Ladite convention prévoyait son renouvellement par tacite reconduction d’année en année, “sauf dénonciation par l’une des parties au moins six mois à l’avance, avant le 29 septembre de chaque année”.
Par courrier recommandé avec accusé de réception du 28 mars 2023, [X] [N], veuve de [E] [N], a dénoncé la convention auprès de [B] [N] et l’a informé que les terres devaient être libres de tout occupant et de toute culture pour le 29 septembre 2023.
Par courrier du 2 mai 2023, [B] [N] a, par le biais de sa protection juridique, répondu qu’il disposait d’un bail rural et ne donnerait pas suite aux demandes formulées dans le courrier précédent.

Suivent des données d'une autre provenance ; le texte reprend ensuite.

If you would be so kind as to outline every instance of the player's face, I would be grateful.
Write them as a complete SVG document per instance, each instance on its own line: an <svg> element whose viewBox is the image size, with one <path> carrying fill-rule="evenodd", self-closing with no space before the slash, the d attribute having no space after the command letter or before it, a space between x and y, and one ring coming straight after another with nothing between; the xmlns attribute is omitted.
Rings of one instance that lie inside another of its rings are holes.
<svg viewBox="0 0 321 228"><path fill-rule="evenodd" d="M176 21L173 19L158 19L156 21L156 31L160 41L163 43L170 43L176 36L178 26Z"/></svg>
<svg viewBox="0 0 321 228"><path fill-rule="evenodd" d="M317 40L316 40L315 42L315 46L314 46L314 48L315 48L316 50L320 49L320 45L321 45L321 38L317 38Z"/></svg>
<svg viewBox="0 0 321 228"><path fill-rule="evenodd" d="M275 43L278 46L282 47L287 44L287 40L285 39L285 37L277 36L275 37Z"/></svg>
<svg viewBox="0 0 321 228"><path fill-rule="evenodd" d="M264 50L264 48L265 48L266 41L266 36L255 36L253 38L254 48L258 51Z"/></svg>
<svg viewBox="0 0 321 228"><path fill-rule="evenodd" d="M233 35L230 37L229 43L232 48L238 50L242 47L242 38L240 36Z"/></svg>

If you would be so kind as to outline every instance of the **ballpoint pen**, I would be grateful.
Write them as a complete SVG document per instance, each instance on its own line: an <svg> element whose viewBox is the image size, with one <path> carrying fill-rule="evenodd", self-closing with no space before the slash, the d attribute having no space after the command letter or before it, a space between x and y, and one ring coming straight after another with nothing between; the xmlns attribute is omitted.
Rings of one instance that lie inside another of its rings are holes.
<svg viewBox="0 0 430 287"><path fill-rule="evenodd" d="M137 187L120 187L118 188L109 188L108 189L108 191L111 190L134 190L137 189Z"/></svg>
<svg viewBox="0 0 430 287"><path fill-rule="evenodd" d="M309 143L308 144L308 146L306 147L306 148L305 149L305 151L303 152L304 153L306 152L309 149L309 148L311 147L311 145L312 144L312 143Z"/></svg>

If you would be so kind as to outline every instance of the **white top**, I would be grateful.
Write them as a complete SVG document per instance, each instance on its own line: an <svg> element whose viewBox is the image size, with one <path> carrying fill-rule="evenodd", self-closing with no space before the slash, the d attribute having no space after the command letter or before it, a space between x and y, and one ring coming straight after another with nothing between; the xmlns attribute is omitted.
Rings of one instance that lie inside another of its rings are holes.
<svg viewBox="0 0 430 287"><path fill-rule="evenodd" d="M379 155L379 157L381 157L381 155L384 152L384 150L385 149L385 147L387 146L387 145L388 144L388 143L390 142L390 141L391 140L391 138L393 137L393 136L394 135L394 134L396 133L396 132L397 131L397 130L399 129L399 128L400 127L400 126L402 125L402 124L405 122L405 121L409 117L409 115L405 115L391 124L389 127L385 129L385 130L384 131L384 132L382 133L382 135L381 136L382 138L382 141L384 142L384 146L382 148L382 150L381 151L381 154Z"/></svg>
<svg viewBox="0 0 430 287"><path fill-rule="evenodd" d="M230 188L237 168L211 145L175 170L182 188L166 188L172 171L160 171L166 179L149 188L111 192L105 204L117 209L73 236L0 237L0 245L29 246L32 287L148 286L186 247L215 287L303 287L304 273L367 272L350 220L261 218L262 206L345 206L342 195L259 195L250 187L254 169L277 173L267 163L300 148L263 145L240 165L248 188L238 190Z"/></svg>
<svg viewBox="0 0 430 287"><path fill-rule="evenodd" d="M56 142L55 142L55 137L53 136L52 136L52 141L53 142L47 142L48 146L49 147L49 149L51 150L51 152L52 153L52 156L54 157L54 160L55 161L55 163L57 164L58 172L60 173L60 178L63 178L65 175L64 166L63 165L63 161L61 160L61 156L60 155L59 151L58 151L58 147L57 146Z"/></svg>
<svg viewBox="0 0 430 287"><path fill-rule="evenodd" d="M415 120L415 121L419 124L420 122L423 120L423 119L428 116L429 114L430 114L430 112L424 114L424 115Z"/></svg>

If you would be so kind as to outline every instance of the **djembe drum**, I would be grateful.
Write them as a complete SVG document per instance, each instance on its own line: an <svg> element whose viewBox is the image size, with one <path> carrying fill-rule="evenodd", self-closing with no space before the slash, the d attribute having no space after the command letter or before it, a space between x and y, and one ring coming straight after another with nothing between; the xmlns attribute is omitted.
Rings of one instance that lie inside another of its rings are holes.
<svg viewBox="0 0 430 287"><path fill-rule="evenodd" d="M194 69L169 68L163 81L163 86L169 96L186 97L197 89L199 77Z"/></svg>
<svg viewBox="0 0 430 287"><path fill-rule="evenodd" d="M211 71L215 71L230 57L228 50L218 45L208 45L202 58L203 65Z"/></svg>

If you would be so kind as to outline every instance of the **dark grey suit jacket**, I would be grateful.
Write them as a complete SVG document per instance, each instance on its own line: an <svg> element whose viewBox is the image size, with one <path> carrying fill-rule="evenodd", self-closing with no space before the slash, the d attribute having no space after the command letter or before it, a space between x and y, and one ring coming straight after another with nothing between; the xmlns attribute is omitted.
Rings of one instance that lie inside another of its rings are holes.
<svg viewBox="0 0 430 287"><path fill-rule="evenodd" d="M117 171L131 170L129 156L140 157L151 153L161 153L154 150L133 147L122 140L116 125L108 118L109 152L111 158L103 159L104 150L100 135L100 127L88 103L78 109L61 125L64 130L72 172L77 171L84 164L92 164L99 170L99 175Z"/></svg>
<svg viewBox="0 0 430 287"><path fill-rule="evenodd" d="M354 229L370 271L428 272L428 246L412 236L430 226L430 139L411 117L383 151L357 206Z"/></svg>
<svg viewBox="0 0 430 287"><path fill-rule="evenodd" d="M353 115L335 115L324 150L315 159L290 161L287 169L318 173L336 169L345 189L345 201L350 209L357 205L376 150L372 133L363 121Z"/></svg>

Par acte du 26 septembre 2023, [X] [N] a fait assigner [B] [N] devant le tribunal judiciaire de Rennes aux fins de voir valider le congé qu’elle lui a délivré, constater la résiliation de la convention d’occupation précaire à compter du 29 septembre 2023 et ordonner l’expulsion de [B] [N], de tout occupant de son chef ainsi que la libération immédiate des parcelles de toute culture à peine d’une astreinte de 100 € par jour de retard.
***
Par conclusions d’incident du 14 juin 2024, [B] [N] a demandé au juge de la mise en état de retenir que la convention du 10 janvier 2010 est un bail rural, de déclarer le tribunal judiciaire de Rennes incompétent pour statuer sur les demandes formées par [X] [N], renvoyer les parties à mieux se pourvoir et, à titre subsidiaire, de leur enjoindre de conclure au fond.
***
Par conclusions d’incident du 20 juin 2024, [B] [N] demande au juge de la mise en état, au visa des articles 789 du Code de procédure civile, “411-1 et suivants et 411-2 et suivants” du Code rural et de la pêche maritime, de :
— Statuer préalablement sur la question de fond indispensable à la résolution de l’incident, à savoir la qualification de la convention de mise à disposition des terres du 10 janvier 2010 faite à son profit comme étant une convention précaire ou un bail rural.
— Retenir que la convention de mise à disposition des terres du 10 janvier 2010 faite à son profit est un bail rural.
In limine litis,
— Déclarer le tribunal judiciaire de Rennes incompétent pour statuer sur les demandes formées par [X] [N].
— Renvoyer les parties à mieux se pourvoir.
— Débouter [X] [N] de l’intégralité de ses demandes.
A titre subsidiaire,
— Enjoindre aux parties de conclure au fond.
En tout état de cause,
— Condamner [X] [N] à lui verser la somme de 2.000 € au titre de l’article 700 du Code de procédure civile sur la procédure d’incident, ainsi qu’aux entiers dépens.
A titre liminaire, [B] [N] indique que comme la compétence du tribunal dépend de la qualification du contrat litigieux, le juge de la mise en état doit trancher cette question de fond avant de se prononcer sur la compétence du tribunal judiciaire de Rennes.
Après avoir souligné que les parcelles sont mises à sa disposition à titre onéreux, qu’il n’existe aucun élément sérieux allant dans le sens de l’existence d’une convention d’occupation précaire en vue d’un changement de destination de la parcelle, et ce d’autant plus depuis l’abandon du projet d’urbanisation concernant ce secteur, et que la notion d’exploitation temporaire de l’article L. 411-2 du Code rural et de la pêche maritime ne peut s’appliquer en l’espèce, la famille [N] exploitant les parcelles litigieuses depuis plus de cinquante ans, il considère que [X] [N] se prévaut “de manière opportune” d’une convention d’occupation précaire.
En effet, il estime que si l’acte litigieux s’avère être un bail rural, et non une convention d’occupation précaire, il faudrait alors considérer qu’il a été reconduit tacitement le 10 janvier 2019 ce qui fait que le congé donné par lettre recommandée, par [X] [N] ne serait pas valable car il ne respecte pas les conditions du Code rural et de la pêche maritime.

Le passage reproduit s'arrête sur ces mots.